Pour l’opinion publique, un acquittement par la cour d’assises est la preuve de l’innocence de l’accusé. Ce serait aussi la preuve que l’instruction n’a pas été effectuée correctement, la preuve éventuellement que l’accusé avait été détenu injustement…
La réalité est plus complexe. Elle relève pourtant de questions qui, mieux comprises, pourraient grandement clarifier l’interprétation quelquefois simpliste que l’on donne des affaires fortement médiatisées.
Qu’il me soit donc permis ici d’apporter l’éclairage que Henri Hugues – Président de chambre honoraire à la Cour d’Appel d’Aix en Provence – nous a apporté par une note qu’il a communiqué à ses amis.
Les présidents de cour d’assises ont tous en mémoire le cas de certains accusés acquittés qui étaient certainement coupables. Récemment aussi, la cour d’assises de la Dordogne a acquitté une infirmière qui avait pourtant reconnu les faits dont elle était accusée.
Les arrêts des cours d’assises ne sont pas motivés
Il est toujours difficile de commenter un arrêt de cour d’assises parce qu’on ne connaît pas les motifs pour lesquels l’accusé a été condamné ou acquitté. Lorsqu’un accusé pénètre dans la cour d’assises, on sait les infractions qui lui sont reprochées. La décision du juge d’instruction, ou celle de la chambre de l’instruction, précisent les motifs. Il est indiqué aussi qu’il existe contre cet accusé des « charges suffisantes ».
En cas de condamnation, on peut se référer à cette décision de renvoi pour connaître selon toutes vraisemblances ce qui a entraîné cet arrêt.

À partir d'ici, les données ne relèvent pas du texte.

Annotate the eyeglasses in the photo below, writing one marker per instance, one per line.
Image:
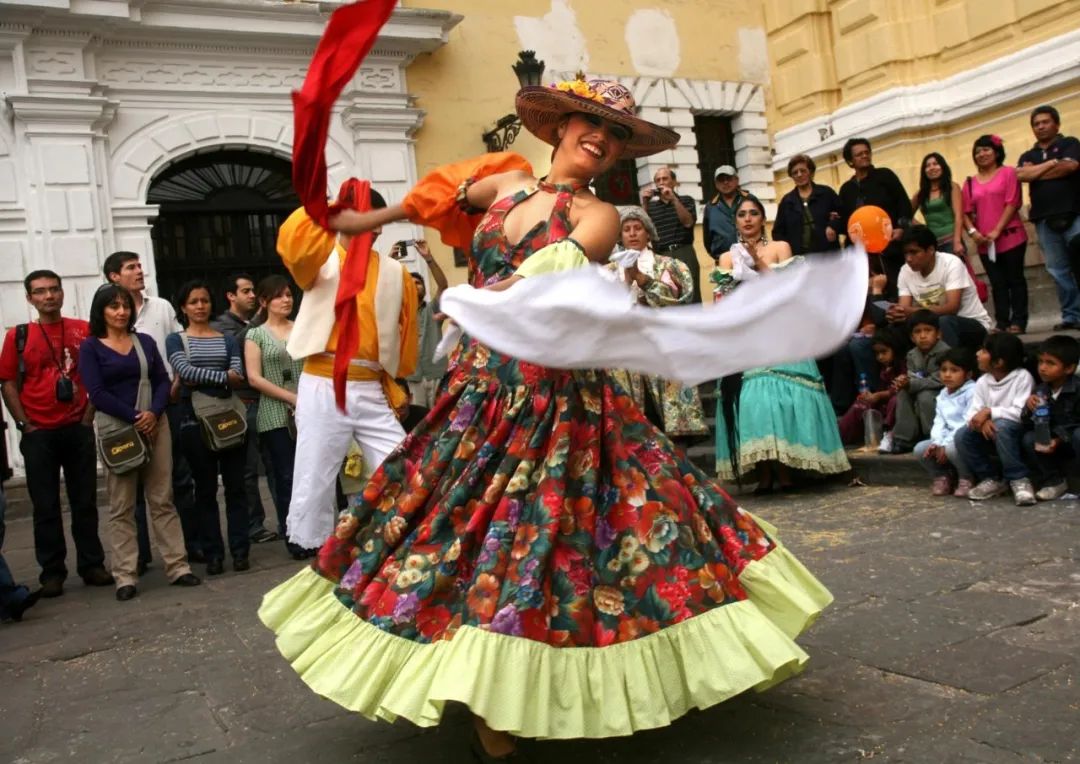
(619, 132)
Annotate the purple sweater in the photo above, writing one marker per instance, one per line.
(111, 379)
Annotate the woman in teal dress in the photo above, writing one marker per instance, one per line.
(536, 549)
(770, 418)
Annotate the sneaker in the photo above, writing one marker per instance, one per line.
(1049, 493)
(1023, 492)
(987, 490)
(942, 485)
(97, 577)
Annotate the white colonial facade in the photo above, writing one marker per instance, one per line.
(98, 97)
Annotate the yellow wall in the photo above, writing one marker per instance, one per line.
(468, 84)
(828, 53)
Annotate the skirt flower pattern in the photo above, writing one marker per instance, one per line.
(540, 506)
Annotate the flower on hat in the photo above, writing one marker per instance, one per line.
(579, 88)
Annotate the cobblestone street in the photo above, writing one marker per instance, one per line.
(955, 638)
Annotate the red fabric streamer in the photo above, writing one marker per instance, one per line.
(350, 34)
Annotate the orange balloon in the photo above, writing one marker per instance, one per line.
(871, 225)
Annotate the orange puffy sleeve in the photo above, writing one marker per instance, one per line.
(433, 201)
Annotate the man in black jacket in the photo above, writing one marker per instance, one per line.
(878, 187)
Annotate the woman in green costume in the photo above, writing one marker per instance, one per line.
(536, 549)
(770, 418)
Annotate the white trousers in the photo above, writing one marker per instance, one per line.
(322, 442)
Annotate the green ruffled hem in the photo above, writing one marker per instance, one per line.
(537, 691)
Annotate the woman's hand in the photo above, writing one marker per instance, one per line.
(145, 421)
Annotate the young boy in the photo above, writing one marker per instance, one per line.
(917, 389)
(1060, 390)
(990, 443)
(939, 454)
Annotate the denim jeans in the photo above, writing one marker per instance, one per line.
(936, 469)
(205, 466)
(1050, 469)
(46, 453)
(10, 592)
(1055, 250)
(960, 332)
(282, 448)
(1009, 286)
(1002, 455)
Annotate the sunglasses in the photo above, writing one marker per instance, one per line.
(619, 132)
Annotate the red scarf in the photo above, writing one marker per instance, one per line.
(349, 36)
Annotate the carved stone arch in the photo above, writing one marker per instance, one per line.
(139, 159)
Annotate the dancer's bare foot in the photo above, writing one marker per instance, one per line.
(496, 745)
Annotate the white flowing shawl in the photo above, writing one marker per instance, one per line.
(577, 319)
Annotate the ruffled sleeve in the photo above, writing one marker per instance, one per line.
(433, 201)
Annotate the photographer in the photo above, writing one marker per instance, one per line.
(39, 374)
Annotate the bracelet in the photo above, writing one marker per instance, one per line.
(462, 198)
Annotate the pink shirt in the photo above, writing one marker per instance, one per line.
(985, 201)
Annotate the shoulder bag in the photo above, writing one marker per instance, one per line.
(223, 420)
(124, 448)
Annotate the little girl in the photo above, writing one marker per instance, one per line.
(889, 348)
(939, 454)
(994, 432)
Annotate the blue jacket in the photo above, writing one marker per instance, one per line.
(949, 414)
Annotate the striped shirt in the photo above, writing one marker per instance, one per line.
(208, 364)
(671, 230)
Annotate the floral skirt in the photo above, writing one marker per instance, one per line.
(538, 551)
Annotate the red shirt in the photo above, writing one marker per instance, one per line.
(51, 350)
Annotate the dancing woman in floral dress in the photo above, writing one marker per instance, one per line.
(536, 549)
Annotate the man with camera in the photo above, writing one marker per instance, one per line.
(674, 215)
(39, 377)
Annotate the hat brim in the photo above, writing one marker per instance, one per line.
(541, 108)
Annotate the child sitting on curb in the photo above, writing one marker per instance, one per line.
(1060, 392)
(994, 432)
(939, 454)
(888, 347)
(917, 389)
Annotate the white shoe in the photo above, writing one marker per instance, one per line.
(1023, 492)
(1049, 493)
(987, 490)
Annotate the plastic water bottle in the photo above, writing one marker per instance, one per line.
(1041, 420)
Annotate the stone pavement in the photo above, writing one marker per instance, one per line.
(955, 638)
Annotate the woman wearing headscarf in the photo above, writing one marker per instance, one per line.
(657, 281)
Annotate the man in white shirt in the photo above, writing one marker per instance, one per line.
(940, 283)
(156, 317)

Mais après un acquittement, qui est une décision contraire à l’ordonnance ou à l’arrêt de renvoi, on ne peut pas savoir les motifs pour lesquels magistrats et jurés se sont ainsi déterminés.
La cour d’assises est constituée de trois magistrats professionnels, dont un président, et de neuf jurés, ou douze jurés lorsque la cour siège à la suite d’un appel.
La délibération est secrète : elle a lieu dans la salle des délibérations. Après un échange de vues, les magistrats et les jurés votent par écrit, à bulletins secrets. Les bulletins sont détruits immédiatement après le dépouillement, pour préserver le secret.
La question posée pour chaque accusé et chaque infraction est celle-ci : « X est-il coupable d’avoir à… le… » Il est répondu soit par « oui », soit par « non », soit par bulletin blanc. Seuls les oui sont comptés. L’accusé est déclaré coupable si huit au moins des votants (dix dans le cas de la cour d’assise statuant en appel) ont répondu « oui ». A défaut de huit (ou dix) oui, l’accusé est acquitté.
Peu importe le nombre de « non »… ou de bulletins blancs. L’accusé peut donc être acquitté alors que sept des votants ont répondu « oui » et parfois même alors qu’aucun des votants n’a voté « non », les indécis ayant déposé un bulletin blanc.
Mais seuls les magistrats professionnels et les jurés connaissent le nombre de « oui », de « non », et de bulletins blancs. A l’audience publique, lorsqu’il prononce l’arrêt, le président ne dit pas comment se sont réparties les voix. En cas de condamnation, il dit seulement « à la majorité de huit (ou dix) voix au moins ». On ne relève jamais qu’une décision a été prononcée à l’unanimité lorsque ce fut le cas.